As for his own preparations, Sanderson does have a ‘bug out’ location with a caravan in Wales. But it’s also where he takes his family on holiday. He has a barbecue he can use should the power fail – or equally, if it happens to be nice out one evening and he fancies cooking al fresco. He also stores 90 gallons of rainwater and keeps a solar lantern on every windowsill, just in case.

“Personally, I’ve never prepared for anything that hasn’t actually happened,” he says. “If a meteor comes from outer space, I’m done like everyone else. I’m not one of these people that wants to live in a compound. America is the bunker capital of the world – but a lot of States have brutal hurricane season. If you’re living in Walthamstow and you have a bunker, you’re probably a little off.”

Prepping isn’t just about stockpiling tins of tuna, though. Sanderson and Robinson have both supplemented their preparations through learning bushcraft skills.

Robinson regularly attends survival courses, gives an annual talk at the Bushcraft Show, and teaches outdoor skills to Scouts and Guides groups. The key thing learning outdoor skills develops, Robinson says, is confidence; you practice, so that when the S does HTF, so to speak, you’ll be able to carry out the skill calmly.

'Prepping' stereotypes range from militaristic survivalists to citizens simply a little-more practically-minded than others – and those for whom supplies such as medicines are necessary for daily life. 

Photograph by Radharc Images, Alamy

“Everyone talks about the practical side of prepping,” she says. “You learn how to purify water and start a fire; yeah, that’s important, but my point of view is that it’s the mental prep that’s most important. If you’re too anxious or depressed to put those skills into practice, any practical skill you’ve developed is useless.”

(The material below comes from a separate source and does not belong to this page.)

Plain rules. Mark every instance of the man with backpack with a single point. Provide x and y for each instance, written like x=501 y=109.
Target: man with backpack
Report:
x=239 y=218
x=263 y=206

Nor is studying bushcraft about fleeing for the moors at the first sign of trouble. “When you see these people in the woods in camouflage, they’re just practicing being self-reliant,” adds Sanderson. “They’re learning how to cook a meal for their family without gas and electricity. If anything happens, these people aren’t going anywhere, they’re going home.”

2020's lessons

As for what coronavirus has taught them, Elgarf, Robinson and Sanderson each have a slightly different takeaway.

Elgarf ended up catching coronavirus from her other daughter and was laid up for 10 weeks. Her stockpiles kept them going during this time, as did the food deliveries her family were entitled to because of her at-risk daughter. The problem of how her daughter gets her medicine next time is still to be solved.

“I’m never going to be able to stockpile medicines,” she says. “It’s one of the things I have to hope the government will prioritise.”

Sanderson believes that being locked down has encouraged more people to take responsibility for their own wellbeing.

“Coronavirus was a wake-up call,” he says. “People have more food in the house than they ever had before. People have paracetamol, cough medicine. They have probably got an eye on keeping the car topped up. It’s a step towards being more self-reliant.”

Robinson knows that when it comes to pandemics, it can always get worse. And, while you can put supplies aside, even a thousand extra tins of beans won’t save you forever.

“My prepping will do me for six weeks,” she says. “If things haven’t resolved themselves by then, I’m probably stuffed. Within six weeks you’d hope things would have returned to some sort of normality, which they did in the case of [the first COVID lockdown]. I’m not prepared to sacrifice my life and comfort for something that is probably quite an unrealistic event.”

Tom Ward is a freelance journalist based in Brighton.

This article was updated with a correction to Sarita Robinson's job title.